Get to Know Us | Antti Alanko, Partner, Finance, Helsinki
1 April 2019
When did you start working at Hannes Snellman?
I joined Hannes Snellman as a finance trainee in the summer of 2010, after which I remained as a part-time trainee to assist in projects in the autumn of 2010. Officially, I started as a lawyer after my graduation at the beginning of 2011.
What is your professional background?
During my studies, I worked in Nordea’s trade finance and derivative operations and in the KPMG transaction services team. After my graduation, I have spent my whole career in Hannes Snellman’s Finance team, excluding my secondment of five months at Pohjola Pankki (now OP Yrityspankki) at the turn of 2014-2015.
What have your last projects been like?
The work of a finance lawyer consists of projects, and the tasks vary accordingly.
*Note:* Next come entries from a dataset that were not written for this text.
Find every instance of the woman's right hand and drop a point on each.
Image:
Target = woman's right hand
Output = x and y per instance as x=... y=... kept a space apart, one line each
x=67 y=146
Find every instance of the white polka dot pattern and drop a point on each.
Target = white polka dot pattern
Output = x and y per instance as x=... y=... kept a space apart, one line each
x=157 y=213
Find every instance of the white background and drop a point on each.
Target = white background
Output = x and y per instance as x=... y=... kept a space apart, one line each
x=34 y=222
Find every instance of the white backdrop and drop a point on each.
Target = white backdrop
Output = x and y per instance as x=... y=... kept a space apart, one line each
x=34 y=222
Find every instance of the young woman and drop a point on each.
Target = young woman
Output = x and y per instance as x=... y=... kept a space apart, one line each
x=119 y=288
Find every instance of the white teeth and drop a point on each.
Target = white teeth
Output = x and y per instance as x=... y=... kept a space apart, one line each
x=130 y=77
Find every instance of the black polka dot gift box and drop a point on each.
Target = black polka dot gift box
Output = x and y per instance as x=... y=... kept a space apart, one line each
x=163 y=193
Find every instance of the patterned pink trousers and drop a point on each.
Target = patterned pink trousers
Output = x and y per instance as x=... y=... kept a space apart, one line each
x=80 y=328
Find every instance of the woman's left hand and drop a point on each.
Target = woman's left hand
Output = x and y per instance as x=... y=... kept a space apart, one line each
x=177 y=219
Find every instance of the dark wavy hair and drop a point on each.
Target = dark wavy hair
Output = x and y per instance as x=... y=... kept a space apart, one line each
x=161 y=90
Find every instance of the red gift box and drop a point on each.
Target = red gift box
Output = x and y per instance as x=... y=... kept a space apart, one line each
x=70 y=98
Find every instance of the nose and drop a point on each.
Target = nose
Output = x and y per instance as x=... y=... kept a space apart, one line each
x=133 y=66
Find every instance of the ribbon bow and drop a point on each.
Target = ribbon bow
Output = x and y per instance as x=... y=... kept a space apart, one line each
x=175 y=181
The tasks include drafting agreements, investigations, and project management. Overall, I do all kinds of assignments that are somehow related to debt instruments, for example in the case of mergers. Of course, there are other assignments related to contract and company law that vary from one side to the other. Recently, the assignments I have worked on have included aircraft financing, hybrid bonds, collateral and debt consolidation, and traditional bank financing.
What kind of skills are required from a good finance lawyer?
There are many skills I could list but I think what is key is having an interest towards financial law. My interest started during my studies in the production industry, and when I began my studies in law, I also decided to include studies in economics. This is also how I ended up studying my bachelor’s and master’s degrees in business administration while doing my law studies, which increased my interest towards financing. Although commercial degrees or studies are not a requirement for a good finance lawyer, they can help you to understand questions related to financial law.
How do cross-border collaboration and internationality show in your work?
Hannes Snellman has offices in Helsinki and Stockholm. I have a lot of contact with my Swedish colleagues and work with them on a regular basis. In addition to nice co-workers, the international nature of financial transactions encourages us to communicate, as most of the assignments have an international interface in practice. This also has a direct impact on working methods: most of the financial documentation, even if it only applies to Finnish parties, is in English.
What is the best part and what is the most challenging part about your work?
The best and the most challenging things about my work are practically the same thing. You have to learn new things all the time. This has kept the work interesting, and I believe that this will continue in the future.
Do you have time for any free-time activities?
Although the work can be quite hectic at times, there is also time for hobbies. On weekdays, I regularly play tennis and badminton, and the holidays I usually spend travelling.